Leverett, T. (2013, Mar.). Grammar technology: For better or worse. Internet Fair Classics, invited presentation. TESOL Convention, Dallas, TX, USA.

This one was a little harder for me logistically, because I'd been in Illinois beforehand and had to come back to Texas in order to do it. Nearby my friend Vance was doing a webcast from that same Classics presentation. Dallas was a nice city; I enjoyed it, unexpectedly.

Reactions from teachers were interesting. One that stuck with me was a woman who wrote off use of grammar technology by students as plagiarism. I didn't want to dispute with her the subtle difference between simply copying someone else's paragraph and calling it yours, and taking some paragraph in native language, yours or someone else's, and crunching it through a machine. In this sense "plagiarism" is redefined as "getting one's English paragraph without actually constructing it in English," but it can be seen as a related form of laziness, unwillingness or inability to do the work.

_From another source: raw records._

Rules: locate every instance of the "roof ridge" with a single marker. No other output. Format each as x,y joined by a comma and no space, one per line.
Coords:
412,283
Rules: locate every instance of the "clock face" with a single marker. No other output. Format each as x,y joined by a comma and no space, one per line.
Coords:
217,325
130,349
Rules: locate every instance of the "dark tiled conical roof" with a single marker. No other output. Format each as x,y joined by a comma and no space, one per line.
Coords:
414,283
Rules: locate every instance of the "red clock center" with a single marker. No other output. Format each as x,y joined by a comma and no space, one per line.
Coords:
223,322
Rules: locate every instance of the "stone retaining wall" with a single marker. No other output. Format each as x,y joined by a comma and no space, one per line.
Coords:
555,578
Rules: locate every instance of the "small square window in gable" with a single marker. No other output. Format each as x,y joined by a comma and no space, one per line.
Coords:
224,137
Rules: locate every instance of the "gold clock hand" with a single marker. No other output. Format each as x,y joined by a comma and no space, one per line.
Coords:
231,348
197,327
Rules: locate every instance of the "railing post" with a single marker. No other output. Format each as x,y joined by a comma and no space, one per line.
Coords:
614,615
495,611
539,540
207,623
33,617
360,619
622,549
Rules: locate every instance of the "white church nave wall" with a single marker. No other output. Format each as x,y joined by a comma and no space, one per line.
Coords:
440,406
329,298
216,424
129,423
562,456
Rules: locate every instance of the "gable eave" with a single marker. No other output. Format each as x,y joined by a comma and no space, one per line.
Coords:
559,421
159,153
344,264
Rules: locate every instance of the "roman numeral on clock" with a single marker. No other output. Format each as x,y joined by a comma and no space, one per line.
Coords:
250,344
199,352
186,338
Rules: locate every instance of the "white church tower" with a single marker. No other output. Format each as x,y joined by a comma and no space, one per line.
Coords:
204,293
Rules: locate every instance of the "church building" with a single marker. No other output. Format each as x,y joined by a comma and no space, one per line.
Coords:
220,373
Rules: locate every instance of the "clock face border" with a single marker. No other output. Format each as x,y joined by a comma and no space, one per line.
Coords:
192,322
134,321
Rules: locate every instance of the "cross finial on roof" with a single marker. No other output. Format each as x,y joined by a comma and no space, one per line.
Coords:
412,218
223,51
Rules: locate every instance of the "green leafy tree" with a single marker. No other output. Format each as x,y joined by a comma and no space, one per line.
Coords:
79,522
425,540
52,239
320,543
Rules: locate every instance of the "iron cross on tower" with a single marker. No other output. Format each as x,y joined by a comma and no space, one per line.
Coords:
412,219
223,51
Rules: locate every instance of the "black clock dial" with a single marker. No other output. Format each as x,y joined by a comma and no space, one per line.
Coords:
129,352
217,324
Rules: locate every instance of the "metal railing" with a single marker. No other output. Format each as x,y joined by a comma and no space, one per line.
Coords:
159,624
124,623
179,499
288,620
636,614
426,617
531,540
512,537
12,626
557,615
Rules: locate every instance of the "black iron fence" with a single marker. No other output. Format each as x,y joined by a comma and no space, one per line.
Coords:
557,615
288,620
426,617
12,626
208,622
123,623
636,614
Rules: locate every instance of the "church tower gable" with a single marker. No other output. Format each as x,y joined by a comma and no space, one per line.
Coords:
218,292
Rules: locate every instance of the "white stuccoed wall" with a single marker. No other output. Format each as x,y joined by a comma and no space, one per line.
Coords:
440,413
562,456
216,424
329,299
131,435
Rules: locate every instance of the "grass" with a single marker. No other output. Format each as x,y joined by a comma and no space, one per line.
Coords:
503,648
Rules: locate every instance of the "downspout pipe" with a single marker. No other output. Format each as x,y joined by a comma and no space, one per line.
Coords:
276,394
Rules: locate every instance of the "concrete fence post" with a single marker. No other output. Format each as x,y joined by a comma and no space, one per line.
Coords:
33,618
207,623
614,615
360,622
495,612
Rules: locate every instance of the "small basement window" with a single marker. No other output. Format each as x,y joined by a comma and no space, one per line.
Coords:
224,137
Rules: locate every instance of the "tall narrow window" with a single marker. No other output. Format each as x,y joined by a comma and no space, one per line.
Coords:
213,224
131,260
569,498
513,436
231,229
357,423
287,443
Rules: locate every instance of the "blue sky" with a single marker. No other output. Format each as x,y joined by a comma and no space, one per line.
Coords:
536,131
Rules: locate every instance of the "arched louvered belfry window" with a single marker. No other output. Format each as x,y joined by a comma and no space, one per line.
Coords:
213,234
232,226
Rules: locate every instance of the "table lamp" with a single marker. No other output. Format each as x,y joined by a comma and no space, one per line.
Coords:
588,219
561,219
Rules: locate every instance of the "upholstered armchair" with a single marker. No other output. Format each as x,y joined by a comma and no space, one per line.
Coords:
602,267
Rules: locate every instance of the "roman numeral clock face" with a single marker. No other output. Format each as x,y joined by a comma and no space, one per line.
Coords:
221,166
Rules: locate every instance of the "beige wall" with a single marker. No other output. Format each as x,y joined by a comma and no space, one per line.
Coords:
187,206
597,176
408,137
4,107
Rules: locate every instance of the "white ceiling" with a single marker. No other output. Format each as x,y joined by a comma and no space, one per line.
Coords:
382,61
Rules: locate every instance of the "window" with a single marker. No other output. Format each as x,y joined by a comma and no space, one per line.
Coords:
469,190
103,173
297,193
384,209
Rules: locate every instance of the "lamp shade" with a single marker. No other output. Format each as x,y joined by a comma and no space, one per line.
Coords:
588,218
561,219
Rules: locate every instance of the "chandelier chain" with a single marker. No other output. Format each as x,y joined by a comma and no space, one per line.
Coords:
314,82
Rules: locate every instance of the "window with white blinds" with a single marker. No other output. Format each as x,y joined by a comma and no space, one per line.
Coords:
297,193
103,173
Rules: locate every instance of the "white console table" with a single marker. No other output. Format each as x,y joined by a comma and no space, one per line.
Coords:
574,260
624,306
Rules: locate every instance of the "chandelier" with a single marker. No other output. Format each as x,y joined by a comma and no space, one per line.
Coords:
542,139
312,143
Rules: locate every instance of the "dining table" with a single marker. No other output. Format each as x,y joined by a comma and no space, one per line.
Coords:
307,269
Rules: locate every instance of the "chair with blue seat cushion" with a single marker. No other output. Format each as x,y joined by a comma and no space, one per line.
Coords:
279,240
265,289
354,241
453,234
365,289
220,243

It is clear to me, though, that it's not always motivated by these things, which are so familiar to teachers especially in places where students don't want to learn so much as to survive, pass or move on to a better place. I look at it more this way: The technology is there; it's free; why would you not use it, or at least try it, until you were told loudly and clearly that it was prohibited?

My friend told the story of how students did in fact use both kinds (electronic dictionary, one word at a time, and Google Translate, one sentence at a time), and eventually settled on one-word-at-a-time systems because of their teacher's extreme reaction to GT's garbled variants. Teachers do in fact respond negatively to big vocabulary words that you couldn't possibly have known already, put into complex native-language grammatical patterns that are difficult to decode. If the students slog through and construct sentences in their own English, they'll have better luck with this kind of teacher, though. And this is what would happen, according to her.

I spent a long time talking to a guy who saw it somewhat like I did. You have to keep your eye on this software, and learn what is available to students. You have to know what they can do with it the minute you turn your back. You have to assume that they are going to use it at every possible chance and that they are genuinely interested in learning the language. You might as well be honest with them about the fact that it's there, that they can use it, that it will affect what they write, and that it will affect their learning, and for example that it will cause their high vocabulary to belie their true ability, and rub some teachers the wrong way. Students, incredibly enough, come away from it all with a sense of what they still need to become fluent, and are even able to talk about this and pass it along to other students.